Optical Character Recognition (OCR) is the electronic conversion of images of text into digitally-encoded text using specialized software. OCR software enables a computer to convert a scanned document, a digital photo of text, or any another digital image of text into machine-readable,  editable data. OCR typically involves three steps: opening and/or scanning a document in the OCR software, recognizing the document in the OCR software, and then saving the OCR-produced document in a format of your choosing.

OCR processes are particularly used in text and/or data mining projects, textual comparisons, and is an important resource for creating accessible documents for blind and visually-impaired persons.

What do I need to know about OCR?

No special skills are required to use OCR software. However:

  • An OCR software's ability to accurately analyze your document is dependent on the condition of the original and/or quality of the digital file.

  • If you do not have a digital document, or if what you have is poor quality, you are able to scan the original document using your OCR program as your scanning software.

  • Very few digital outputs are 100% accurate, and the system cannot do this check itself. The editing/correcting process may take a considerable amount of time for large amounts of text and/or poor quality original text. 

Some textual considerations to keep in mind:

  • Materials printed and published before 1850 often do not have good results with OCR software. 
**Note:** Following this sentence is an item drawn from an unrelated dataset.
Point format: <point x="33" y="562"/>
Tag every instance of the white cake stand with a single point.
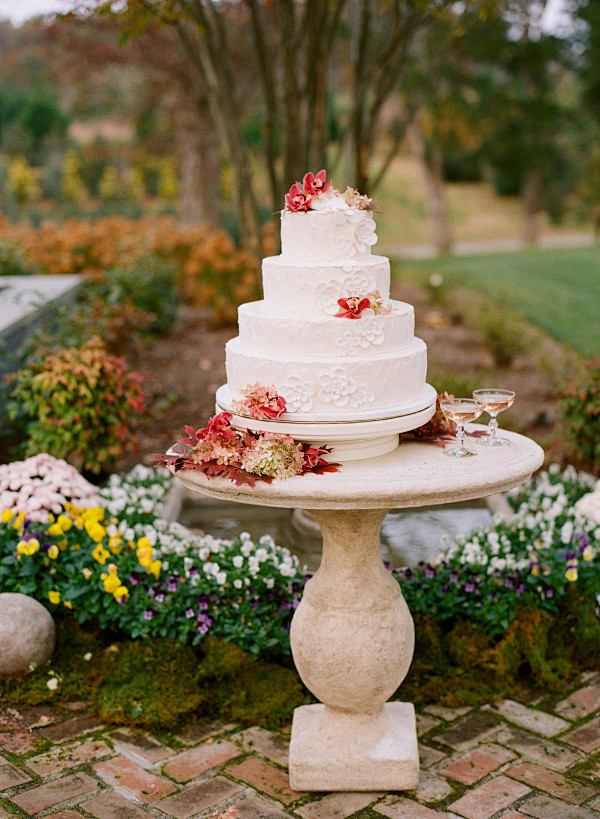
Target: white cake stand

  • Handwriting is typically very difficult for OCR to capture.

  • Documents with low contrast can result in poor OCR quality, and (generally) typescript results in poorer OCR than printed type 

  • Inconsistent use of font faces and sizes can lower OCR accuracy. 

  • Very few computational processes are 100% accurate and some loss or error is to be expected! You will need to check and correct the text after it has completed the original recognition process. This may be tedious for large projects.

Best practices for successful OCR:

  • The recommended resolution for best scanning results for OCR accuracy is 300 dots per inch (dpi).
  • Brightness settings that are too high or too low can have negative effects on the accuracy of your image. A brightness of 50% is recommended.

  • The straightness of the initial scan can affect OCR quality. Skewed pages can lead to inaccurate recognition.

  • Older and discolored documents must be scanned in RGB mode in order to capture all of the image data.